Department of Education and schools say the trend towards co-ed is being driven by parental demand (Stock image)
Department of Education and schools say the trend towards co-ed is being driven by parental demand (Stock image)

Five secondary schools and five primary schools switched from single sex to co-educational status during 2024.

Data from the Department of Education shows that the schools, in Cork, Dublin, Donegal and Sligo, all applied for and were granted co-ed status is time for their reopening in September after the summer break.

In moving to mixed status they are part of a growing trend.

Earlier this month, Longford town's two Catholic secondary schools became the latest to announce that they would merge as one new co-educational school from next September.

The schools that made the switch in 2024 include Presentation Secondary School and St Patrick’s College both in Cork city, St Mary’s Secondary School and St David’s College in the Dublin suburbs of Baldoyle and Artane and Summerhill College in Sligo.

At primary level, two school in Dublin’s Drumcondra, one in the city’s suburb of Chapelizod and two schools in Carndonagh, Co Donegal, also changed to co-ed.

The latest data from the Department of Education shows that most teenagers are now being educated in co-educational settings, just over 292,000, compared to almost 56,000 boys and 68,500 girls who attend single sex schools.

In some traditional Catholic single-sex schools, falling enrolments have encouraged the move to co-education, as parents seek out mixed schools for their children in preference to single sex.

Some of those schools have experienced significant growth in their enrolment following the change.

The Department of Education and schools say the trend towards co-ed is being driven by parental demand.
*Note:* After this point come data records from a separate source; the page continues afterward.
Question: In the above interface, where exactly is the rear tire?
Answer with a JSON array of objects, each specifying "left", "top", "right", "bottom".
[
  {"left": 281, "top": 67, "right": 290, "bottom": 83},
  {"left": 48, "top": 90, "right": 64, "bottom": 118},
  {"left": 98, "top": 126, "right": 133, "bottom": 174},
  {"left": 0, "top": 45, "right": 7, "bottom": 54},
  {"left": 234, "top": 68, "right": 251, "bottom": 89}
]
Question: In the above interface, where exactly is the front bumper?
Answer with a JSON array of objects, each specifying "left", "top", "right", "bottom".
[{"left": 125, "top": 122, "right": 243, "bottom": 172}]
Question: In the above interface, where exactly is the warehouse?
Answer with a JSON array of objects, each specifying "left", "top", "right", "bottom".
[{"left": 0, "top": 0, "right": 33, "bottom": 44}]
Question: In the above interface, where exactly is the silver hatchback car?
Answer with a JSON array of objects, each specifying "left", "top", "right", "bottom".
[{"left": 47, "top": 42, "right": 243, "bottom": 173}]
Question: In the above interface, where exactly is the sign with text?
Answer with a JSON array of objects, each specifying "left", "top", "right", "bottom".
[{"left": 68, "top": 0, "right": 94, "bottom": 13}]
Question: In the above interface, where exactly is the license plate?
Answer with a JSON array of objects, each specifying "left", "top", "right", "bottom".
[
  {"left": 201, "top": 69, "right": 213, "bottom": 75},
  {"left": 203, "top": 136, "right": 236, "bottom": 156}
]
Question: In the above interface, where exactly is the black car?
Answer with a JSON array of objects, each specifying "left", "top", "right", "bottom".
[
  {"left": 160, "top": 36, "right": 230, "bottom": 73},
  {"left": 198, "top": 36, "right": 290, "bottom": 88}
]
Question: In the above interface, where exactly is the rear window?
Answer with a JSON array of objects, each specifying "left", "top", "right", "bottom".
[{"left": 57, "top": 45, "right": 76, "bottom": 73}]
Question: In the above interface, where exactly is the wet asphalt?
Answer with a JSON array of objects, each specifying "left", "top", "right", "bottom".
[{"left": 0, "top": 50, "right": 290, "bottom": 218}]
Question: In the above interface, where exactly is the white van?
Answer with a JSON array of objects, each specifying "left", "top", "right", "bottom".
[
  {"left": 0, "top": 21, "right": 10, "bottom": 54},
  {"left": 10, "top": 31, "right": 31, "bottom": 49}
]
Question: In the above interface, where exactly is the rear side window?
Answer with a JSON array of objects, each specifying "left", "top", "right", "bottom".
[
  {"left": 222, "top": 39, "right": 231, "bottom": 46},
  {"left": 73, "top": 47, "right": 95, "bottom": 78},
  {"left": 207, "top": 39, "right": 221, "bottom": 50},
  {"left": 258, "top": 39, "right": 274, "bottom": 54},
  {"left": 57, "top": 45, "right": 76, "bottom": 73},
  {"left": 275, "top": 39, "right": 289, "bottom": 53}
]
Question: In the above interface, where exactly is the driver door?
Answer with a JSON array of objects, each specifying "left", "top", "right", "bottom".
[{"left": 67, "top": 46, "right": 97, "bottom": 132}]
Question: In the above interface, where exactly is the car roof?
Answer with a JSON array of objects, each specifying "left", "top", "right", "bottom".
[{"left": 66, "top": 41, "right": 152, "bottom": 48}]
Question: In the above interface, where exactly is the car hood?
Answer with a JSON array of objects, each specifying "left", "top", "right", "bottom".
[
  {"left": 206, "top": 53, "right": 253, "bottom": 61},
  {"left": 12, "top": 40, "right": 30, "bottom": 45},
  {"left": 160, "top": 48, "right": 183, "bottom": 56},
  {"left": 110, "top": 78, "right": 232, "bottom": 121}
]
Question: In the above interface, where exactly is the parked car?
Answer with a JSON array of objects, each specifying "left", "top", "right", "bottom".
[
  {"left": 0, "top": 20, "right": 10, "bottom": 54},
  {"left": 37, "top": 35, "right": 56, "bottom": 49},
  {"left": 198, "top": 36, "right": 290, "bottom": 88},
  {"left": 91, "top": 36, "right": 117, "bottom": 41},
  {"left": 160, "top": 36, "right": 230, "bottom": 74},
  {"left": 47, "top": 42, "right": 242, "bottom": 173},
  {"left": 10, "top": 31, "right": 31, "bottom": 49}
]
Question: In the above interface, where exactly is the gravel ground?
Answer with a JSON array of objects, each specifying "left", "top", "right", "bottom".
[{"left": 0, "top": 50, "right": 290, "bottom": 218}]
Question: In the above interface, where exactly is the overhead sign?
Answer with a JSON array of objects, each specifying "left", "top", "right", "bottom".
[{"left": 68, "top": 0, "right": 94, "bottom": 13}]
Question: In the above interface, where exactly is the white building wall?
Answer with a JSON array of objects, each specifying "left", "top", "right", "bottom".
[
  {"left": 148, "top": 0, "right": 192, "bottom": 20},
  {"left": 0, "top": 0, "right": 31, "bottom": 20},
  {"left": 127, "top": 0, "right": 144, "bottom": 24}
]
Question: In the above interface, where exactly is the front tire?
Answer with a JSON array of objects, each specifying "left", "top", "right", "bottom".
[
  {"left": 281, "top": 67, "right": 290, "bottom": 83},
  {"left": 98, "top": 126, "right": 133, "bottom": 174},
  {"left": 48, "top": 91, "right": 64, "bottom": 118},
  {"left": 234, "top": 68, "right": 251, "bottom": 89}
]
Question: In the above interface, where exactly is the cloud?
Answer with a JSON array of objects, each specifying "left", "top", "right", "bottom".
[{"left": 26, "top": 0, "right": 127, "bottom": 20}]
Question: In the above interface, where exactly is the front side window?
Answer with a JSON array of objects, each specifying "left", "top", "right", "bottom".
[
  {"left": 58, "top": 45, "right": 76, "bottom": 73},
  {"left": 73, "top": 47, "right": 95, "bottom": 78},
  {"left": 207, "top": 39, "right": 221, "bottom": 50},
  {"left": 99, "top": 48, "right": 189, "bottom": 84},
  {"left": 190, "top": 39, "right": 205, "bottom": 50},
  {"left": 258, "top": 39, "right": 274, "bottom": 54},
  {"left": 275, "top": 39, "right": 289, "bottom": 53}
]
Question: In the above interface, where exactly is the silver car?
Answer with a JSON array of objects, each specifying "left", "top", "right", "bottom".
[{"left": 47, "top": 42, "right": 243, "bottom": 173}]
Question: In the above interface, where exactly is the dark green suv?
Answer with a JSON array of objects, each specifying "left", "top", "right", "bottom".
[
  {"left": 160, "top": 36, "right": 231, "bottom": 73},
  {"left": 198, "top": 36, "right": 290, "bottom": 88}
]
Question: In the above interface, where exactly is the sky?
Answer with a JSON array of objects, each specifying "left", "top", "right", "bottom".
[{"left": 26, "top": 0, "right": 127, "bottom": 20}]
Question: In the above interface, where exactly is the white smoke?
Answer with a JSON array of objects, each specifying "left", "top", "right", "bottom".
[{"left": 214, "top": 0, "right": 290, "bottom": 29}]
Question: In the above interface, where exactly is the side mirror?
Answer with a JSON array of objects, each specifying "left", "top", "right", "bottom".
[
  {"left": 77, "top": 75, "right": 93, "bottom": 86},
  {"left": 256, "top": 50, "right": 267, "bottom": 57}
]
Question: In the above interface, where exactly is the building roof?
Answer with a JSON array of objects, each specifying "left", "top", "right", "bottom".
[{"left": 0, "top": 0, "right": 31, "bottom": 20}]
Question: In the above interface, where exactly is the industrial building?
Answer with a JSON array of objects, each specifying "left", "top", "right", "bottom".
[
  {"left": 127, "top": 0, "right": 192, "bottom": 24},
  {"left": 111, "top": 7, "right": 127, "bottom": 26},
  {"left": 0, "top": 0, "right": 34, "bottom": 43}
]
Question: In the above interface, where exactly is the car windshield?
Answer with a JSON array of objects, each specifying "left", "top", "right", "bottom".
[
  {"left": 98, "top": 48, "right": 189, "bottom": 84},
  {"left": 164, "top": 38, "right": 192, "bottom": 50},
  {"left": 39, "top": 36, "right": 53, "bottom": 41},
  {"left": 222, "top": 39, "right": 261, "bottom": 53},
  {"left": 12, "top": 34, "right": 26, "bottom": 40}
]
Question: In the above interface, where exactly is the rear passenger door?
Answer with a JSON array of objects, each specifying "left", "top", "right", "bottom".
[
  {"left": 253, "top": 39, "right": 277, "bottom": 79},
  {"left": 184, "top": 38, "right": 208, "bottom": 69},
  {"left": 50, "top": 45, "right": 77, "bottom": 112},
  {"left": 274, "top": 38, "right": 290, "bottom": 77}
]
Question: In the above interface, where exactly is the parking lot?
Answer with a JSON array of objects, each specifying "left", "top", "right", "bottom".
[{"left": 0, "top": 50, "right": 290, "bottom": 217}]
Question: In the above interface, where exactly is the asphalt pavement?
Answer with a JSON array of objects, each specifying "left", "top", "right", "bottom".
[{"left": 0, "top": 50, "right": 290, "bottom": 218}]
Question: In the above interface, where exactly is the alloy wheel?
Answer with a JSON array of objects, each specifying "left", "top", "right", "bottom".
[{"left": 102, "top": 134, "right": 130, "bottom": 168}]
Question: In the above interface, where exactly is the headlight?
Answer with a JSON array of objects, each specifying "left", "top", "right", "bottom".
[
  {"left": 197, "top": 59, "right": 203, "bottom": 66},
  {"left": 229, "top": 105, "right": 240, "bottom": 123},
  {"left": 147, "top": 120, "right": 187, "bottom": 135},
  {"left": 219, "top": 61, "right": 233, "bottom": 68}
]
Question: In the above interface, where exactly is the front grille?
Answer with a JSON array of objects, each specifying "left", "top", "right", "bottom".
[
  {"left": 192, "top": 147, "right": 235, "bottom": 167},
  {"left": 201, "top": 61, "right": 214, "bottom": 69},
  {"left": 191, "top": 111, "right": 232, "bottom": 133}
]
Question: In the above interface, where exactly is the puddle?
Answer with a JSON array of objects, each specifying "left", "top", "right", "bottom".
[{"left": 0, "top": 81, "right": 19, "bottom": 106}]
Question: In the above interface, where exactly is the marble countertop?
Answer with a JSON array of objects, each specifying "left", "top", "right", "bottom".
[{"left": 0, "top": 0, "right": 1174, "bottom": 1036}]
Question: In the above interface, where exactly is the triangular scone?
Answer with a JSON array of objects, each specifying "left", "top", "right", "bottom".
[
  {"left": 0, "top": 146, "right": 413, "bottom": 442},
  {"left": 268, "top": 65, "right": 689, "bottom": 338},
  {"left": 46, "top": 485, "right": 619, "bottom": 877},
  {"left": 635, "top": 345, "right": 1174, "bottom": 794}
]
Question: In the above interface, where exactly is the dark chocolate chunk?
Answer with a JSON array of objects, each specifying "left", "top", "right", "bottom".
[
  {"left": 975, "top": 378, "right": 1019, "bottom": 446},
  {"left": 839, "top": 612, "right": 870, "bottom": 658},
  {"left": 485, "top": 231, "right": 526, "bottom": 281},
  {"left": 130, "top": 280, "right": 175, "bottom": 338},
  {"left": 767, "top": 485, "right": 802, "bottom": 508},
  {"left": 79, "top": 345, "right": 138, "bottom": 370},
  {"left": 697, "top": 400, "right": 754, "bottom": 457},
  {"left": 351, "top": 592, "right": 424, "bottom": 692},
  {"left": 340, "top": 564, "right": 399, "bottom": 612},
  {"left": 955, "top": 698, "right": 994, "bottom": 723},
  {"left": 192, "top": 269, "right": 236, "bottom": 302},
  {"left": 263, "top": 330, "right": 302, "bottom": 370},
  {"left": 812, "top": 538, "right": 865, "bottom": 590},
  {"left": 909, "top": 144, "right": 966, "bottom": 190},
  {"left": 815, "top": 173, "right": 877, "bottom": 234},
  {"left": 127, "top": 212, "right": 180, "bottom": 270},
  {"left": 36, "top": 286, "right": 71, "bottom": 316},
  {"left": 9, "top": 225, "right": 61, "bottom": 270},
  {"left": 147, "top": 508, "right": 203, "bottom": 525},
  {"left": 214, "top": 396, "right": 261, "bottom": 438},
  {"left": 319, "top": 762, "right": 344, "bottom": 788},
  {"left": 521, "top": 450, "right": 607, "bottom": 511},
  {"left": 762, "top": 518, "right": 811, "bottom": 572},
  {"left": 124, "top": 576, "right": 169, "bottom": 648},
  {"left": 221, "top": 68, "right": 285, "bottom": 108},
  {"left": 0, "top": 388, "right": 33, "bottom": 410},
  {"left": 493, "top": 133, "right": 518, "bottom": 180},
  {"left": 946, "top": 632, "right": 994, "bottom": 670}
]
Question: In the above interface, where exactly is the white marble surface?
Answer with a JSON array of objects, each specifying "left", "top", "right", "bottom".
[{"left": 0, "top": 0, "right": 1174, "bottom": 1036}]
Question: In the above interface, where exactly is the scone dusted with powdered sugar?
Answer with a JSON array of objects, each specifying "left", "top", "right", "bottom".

They say parents like their sons and daughters to be able to attend the same primary or secondary school. They also want a broad range of subjects to be available to their children - for example, some single-sex boys' schools may not offer home economics while some single sex girls' schools may not offer subjects like woodwork or construction studies.

Parents - particularly those of children at primary school - also like the convenience of being able to drop their children to one school instead of two.

Studies also show social benefits from mixed schooling. A recent study found that children who attend co-educational schools have more friends.

The UCD School of Education report also found that teachers felt single-sex schooling reinforced gender binaries.